Na verdade, o governo tenta vender a PEC como uma Reforma Administrativa que vai gerar empregos, acabar com a desigualdade e ser a solução financeira do país, assim como amplamente divulgado com outras reformas como a da previdência e trabalhista, apontada pelos governantes como a solução de todos os problemas do Brasil.
Conforme nota técnica do DIEESE, direitos como educação, saúde, alimentação, moradia, transporte, lazer, segurança, previdência social, proteção à maternidade e à infância e assistência aos desamparados(as), tão necessários em tempos normais e ainda mais no cenário atual de pandemia, para existirem concretamente, são operacionalizadas pelo Estado através de seus servidores(as).

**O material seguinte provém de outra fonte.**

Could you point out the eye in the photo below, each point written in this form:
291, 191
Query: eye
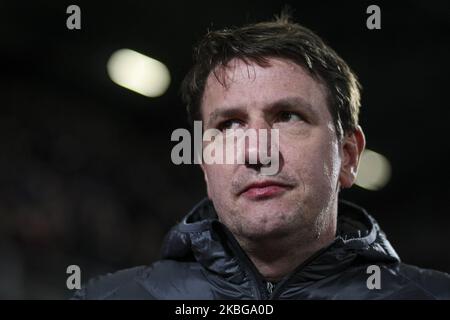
229, 124
287, 116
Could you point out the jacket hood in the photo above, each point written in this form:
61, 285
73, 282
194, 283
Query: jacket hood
201, 237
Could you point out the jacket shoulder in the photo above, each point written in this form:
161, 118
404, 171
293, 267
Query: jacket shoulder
142, 282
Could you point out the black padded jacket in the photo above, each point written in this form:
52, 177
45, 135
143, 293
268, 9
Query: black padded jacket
202, 260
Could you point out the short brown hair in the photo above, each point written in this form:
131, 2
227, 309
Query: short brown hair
283, 39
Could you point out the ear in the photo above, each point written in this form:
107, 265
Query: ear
351, 149
205, 176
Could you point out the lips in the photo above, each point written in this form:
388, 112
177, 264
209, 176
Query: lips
264, 189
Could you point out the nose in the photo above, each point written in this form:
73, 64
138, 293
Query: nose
258, 146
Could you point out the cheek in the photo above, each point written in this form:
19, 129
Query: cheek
218, 177
315, 161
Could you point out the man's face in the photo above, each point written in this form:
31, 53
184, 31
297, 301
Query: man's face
282, 96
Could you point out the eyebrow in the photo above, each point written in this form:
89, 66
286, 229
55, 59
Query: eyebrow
293, 103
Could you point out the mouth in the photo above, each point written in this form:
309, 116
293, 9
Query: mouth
264, 190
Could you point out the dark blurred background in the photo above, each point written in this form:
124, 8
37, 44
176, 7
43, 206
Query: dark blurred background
86, 176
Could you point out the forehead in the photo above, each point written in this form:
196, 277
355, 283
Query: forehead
251, 86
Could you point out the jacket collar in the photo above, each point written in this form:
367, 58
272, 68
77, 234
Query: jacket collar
201, 237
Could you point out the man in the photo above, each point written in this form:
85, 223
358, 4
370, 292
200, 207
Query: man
281, 236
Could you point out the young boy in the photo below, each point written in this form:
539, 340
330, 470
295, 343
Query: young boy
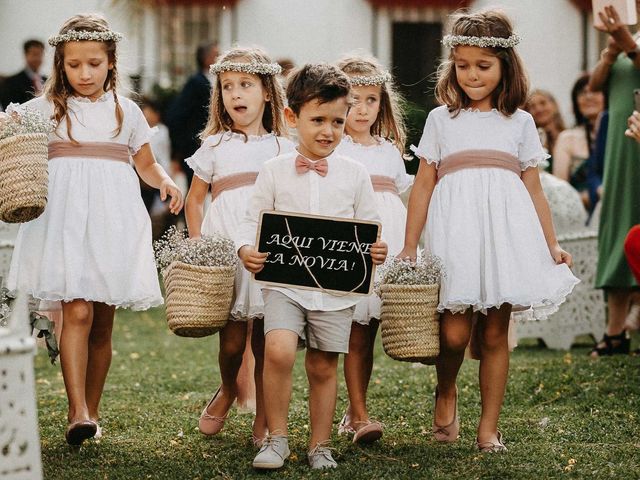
312, 180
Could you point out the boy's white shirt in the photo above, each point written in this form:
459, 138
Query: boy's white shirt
345, 192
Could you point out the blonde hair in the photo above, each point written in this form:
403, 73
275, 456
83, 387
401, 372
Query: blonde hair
272, 119
57, 88
390, 123
511, 92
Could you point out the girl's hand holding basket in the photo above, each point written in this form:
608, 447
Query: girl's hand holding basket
409, 319
199, 275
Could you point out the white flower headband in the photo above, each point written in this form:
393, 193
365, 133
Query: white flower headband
370, 80
254, 68
453, 40
79, 35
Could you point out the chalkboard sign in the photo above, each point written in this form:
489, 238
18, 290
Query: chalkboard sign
316, 252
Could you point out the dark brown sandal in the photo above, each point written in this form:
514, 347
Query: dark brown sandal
612, 345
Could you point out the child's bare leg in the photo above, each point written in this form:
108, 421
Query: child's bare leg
322, 372
494, 369
358, 365
279, 357
455, 331
233, 338
257, 346
618, 303
245, 383
99, 356
74, 343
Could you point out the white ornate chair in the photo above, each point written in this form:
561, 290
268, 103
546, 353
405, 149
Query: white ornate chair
19, 439
584, 310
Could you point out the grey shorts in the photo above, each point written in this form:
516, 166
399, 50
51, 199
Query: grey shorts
325, 331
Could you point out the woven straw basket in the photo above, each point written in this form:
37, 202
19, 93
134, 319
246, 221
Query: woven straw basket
23, 177
198, 298
410, 322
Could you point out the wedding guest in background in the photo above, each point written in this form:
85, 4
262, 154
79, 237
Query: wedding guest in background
28, 82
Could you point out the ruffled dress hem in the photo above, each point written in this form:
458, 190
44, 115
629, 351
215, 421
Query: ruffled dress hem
136, 305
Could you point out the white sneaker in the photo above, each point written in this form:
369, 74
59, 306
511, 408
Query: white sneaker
273, 453
320, 457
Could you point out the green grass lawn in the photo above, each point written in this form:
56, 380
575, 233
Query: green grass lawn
565, 416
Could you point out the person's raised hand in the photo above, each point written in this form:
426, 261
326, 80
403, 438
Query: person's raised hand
619, 32
634, 126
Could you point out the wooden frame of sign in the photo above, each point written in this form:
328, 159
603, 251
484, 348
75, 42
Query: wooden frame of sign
310, 250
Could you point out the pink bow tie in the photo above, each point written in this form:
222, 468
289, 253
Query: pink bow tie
321, 167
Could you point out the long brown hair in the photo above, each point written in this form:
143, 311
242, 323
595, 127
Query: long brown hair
57, 89
272, 119
390, 121
511, 92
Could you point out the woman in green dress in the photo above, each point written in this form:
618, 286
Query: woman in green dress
618, 73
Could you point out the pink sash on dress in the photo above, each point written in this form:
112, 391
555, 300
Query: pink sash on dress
478, 159
382, 183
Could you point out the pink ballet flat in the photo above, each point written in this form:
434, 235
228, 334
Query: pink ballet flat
446, 433
210, 424
344, 427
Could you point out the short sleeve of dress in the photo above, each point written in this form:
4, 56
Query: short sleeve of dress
141, 132
429, 148
202, 162
530, 151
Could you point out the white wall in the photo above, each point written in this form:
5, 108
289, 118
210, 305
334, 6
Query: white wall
305, 31
551, 46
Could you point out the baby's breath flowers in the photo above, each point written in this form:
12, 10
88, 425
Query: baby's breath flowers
22, 121
207, 251
5, 309
80, 35
370, 80
427, 270
454, 40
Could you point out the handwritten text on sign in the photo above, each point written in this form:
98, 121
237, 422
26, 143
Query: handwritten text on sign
315, 252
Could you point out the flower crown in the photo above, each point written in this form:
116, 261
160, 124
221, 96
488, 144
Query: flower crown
254, 68
79, 35
453, 40
370, 80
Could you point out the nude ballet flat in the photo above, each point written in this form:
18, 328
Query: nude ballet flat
490, 447
210, 424
78, 432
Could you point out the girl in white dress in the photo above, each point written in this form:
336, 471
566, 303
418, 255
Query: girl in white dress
487, 218
244, 130
375, 137
91, 248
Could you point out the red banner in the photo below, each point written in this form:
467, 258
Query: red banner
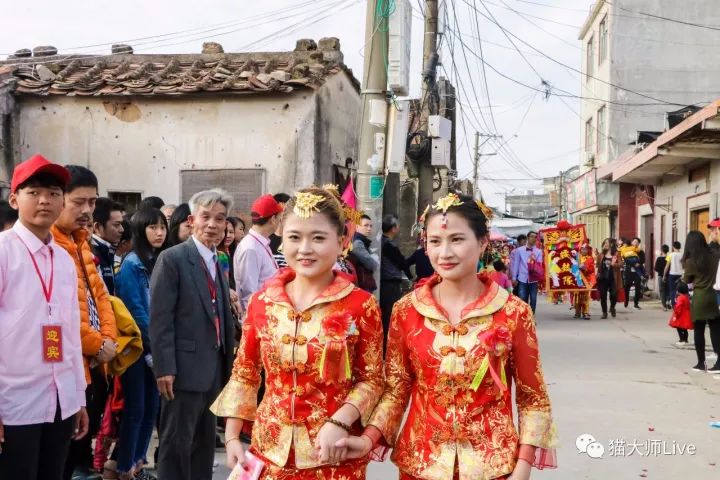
562, 258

Além da precarização de todos os serviços públicos, afeta diretamente os direitos dos servidores, a começar pela flexibilização da estabilidade. Todos sabemos que a estabilidade é um direito constitucional, que além da segurança, protege o servidor contra as mazelas políticas. Acabar com a estabilidade pode provocar a descontinuidade da prestação do serviço público e ser um estímulo ao apadrinhamento político.
A PEC 32 prevê ainda o fim dos concursos públicos e os cargos em comissão – aqueles indicados pelo prefeito, governador e pelo próprio presidente – passam a ser dominados Cargos de Liderança e Assessoramento, uma forma clara de burlar a legislação vigente.
Outro ponto importante, é que será permitida a contratação de cooperação entre o poder público e a iniciativa privada. Isto é, privatização de todos os setores. Transferir os serviços públicos a iniciativa privada, é abrir as portas para a corrupção e o superfaturamento.
Se não bastasse a redução dos valores destinados aos serviços primordiais, como segurança, saúde e educação, a PEC 32 dá total poderes ao poder executivo da União para criar, transformar e extinguir cargos em comissão e de liderança, além da extinção de ministério e órgãos públicos.
Importante lembrar que os servidores públicos estão há dois anos sem reajuste e que MP e PEC (Medidas Provisórias e Projeto de Emenda Constitucional) proíbem o reajuste salarial, promoção, vantagens e qualquer outro benefício por mais dois anos.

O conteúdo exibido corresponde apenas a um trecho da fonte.